Mr Richards adds: “It is is too early to speculate about the impact of Brexit on the UK advice market, other than to say there is a longer-term risk a potential full exit from the Single Market could pose a major challenge for firms operating in Europe.

“Furthermore, a full withdrawal would potentially increase barriers to operating in the UK, thereby increasing the cost of doing business here and reducing consumer access to a less competitive advice market.”

Sipps

Advisers are also worried about firms with whom they place a lot of their clients’ money.

In July this year, Momentum Pensions issued a statement which claimed 54 per cent of advisers were concerned a self-invested personal pension (Sipp) provider they use would not be able to meet the Sipp capital adequacy requirements, which come into force in September this year.

Rules on Sipps:

The FCA’s new capital adequacy rules for Sipps comes into effect on 1 September this year.

The fixed minimum capital for Sipp operators is £20,000

Capital surcharge to be applied for firms holding non-standard assets

Physical gold bullion, national savings and investment products, bank deposit accounts, units in collective investment schemes and UK commercial property will be classed as standard assets

Loans and financing

Bankhall’s Ms Todd adds: “The restriction on the use of subordinated loans from 30 June 2017, which is being extended to category B3 firms, may pose challenges for recently established firms who have relied heavily on loan capital to meet their financial resource requirements.”

She advises firms which may have subordinated loans should seek advice from their accountants.

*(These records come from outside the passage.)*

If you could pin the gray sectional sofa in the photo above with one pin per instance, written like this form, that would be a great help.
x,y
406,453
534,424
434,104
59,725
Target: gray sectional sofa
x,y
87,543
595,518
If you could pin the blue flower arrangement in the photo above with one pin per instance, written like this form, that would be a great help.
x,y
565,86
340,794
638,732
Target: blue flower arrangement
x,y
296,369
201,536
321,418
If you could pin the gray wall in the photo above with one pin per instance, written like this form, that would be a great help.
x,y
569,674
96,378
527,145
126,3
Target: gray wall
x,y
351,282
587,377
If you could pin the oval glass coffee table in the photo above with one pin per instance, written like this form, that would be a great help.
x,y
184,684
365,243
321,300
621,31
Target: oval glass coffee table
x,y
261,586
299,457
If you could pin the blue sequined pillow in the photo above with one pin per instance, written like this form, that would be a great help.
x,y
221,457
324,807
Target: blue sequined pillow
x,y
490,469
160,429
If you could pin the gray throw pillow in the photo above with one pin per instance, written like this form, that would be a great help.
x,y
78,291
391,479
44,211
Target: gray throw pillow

Ms Todd also says firms which have been established for a while should have already transitioned their income from a previous commission basis to an ongoing fee basis, which should mean they are on a more “stable footing in terms of income”, but warns this could be challenged by market downturns.

Communication

While there are potential obstacles, Mr Richards says if the industry and government work together, the outcome could be good.

He adds: “As the PFS often reiterates to its own members, acting in the best interests of clients will help to avoid future liabilities, even if that means walking away from short-term commercial opportunities.”